Defendant contends that because plaintiff was notified of his selection out on November 16, 1993, but did not contact the EEOC until February 17, 1994, his complaint was not timely. This is a misinterpretation of the EEOC regulation. As the plain language of the regulation indicates, the 45-day filing period begins to run from the "effective date of the [personnel] action," not from notice of that action. This is the interpretation that the EEOC itself has found persuasive, Davis v. Henderson, 2001 WL 337742, at *1 (E.E.O.C. March 28, 2001), and the Court agrees. The effective date of plaintiff's mandatory retirement was to be April 30, 1994. He contacted the EEOC more than two months before that date and filed a formal claim of discrimination on April 11. Both of those dates obviously fall within the 45-day post-personnel action filing period. Plaintiff's claim was therefore timely filed with the EEOC, and defendant's motion to dismiss the forced retirement claims on statute of limitations grounds will be denied.

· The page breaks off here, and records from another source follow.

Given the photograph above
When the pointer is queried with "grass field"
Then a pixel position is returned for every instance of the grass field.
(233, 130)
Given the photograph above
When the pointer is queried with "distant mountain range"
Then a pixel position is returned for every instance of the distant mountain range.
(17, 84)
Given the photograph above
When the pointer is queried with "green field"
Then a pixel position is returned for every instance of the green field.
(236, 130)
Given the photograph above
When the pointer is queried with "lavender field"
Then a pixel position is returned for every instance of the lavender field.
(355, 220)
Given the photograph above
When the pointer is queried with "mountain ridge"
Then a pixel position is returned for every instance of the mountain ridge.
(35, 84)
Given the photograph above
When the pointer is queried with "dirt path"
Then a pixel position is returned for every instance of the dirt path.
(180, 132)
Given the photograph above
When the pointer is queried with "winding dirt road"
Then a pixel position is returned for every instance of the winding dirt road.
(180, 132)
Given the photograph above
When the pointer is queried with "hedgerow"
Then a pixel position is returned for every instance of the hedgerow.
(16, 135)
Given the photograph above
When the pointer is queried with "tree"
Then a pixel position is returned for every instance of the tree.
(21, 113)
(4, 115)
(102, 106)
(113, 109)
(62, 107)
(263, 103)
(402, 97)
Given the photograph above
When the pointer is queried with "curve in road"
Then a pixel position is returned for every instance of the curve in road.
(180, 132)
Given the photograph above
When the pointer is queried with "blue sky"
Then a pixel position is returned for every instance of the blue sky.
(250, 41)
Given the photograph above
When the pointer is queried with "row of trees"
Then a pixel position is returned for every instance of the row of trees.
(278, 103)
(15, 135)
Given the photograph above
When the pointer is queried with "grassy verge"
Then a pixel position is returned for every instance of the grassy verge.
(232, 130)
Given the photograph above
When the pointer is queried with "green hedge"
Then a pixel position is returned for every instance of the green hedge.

2. Failure To State A Claim
Defendant next argues that plaintiff's forced retirement claim in Count II should be dismissed because plaintiff voluntarily retired from his job with USAID. According to defendant, plaintiff cannot sue for discrimination based on a forced retirement that never occurred.
Under Rule 12(b)(6), dismissal is appropriate only where a defendant has "show[n] 'beyond doubt that the plaintiff can prove no set of facts in support of his claim which would entitle him to relief.'" In re Swine Flu Immunization Products Liability Litigation, 880 F.2d 1439, 1442 (D.C. Cir. 1989) (quoting Conley v. Gibson, 355 U.S. 41, 45-46 (1955)). Defendant falls short of meeting this burden. Plaintiff contends that "[b]ecause of defendant's failure to accommodate plaintiff's disability, his health deteriorated and he was unable to perform his usual work activities." (Pl. Opp. 70.) In effect, plaintiff appears to be arguing that he was constructively discharged from USAID because of defendant's refusal to accommodate him. *fn8 The facts surrounding this supposed forced retirement are disputed, and therefore, defendant's motion to dismiss for failure to state a claim is denied.
B. Worker's Compensation Claim
Defendant next argues that plaintiff's claim in Count XII regarding his worker's compensation payment should be denied for failure to exhaust administrative remedies. Defendant contends that plaintiff failed to exhaust his administrative remedies because he did not appeal USAID's decision dismissing this claim.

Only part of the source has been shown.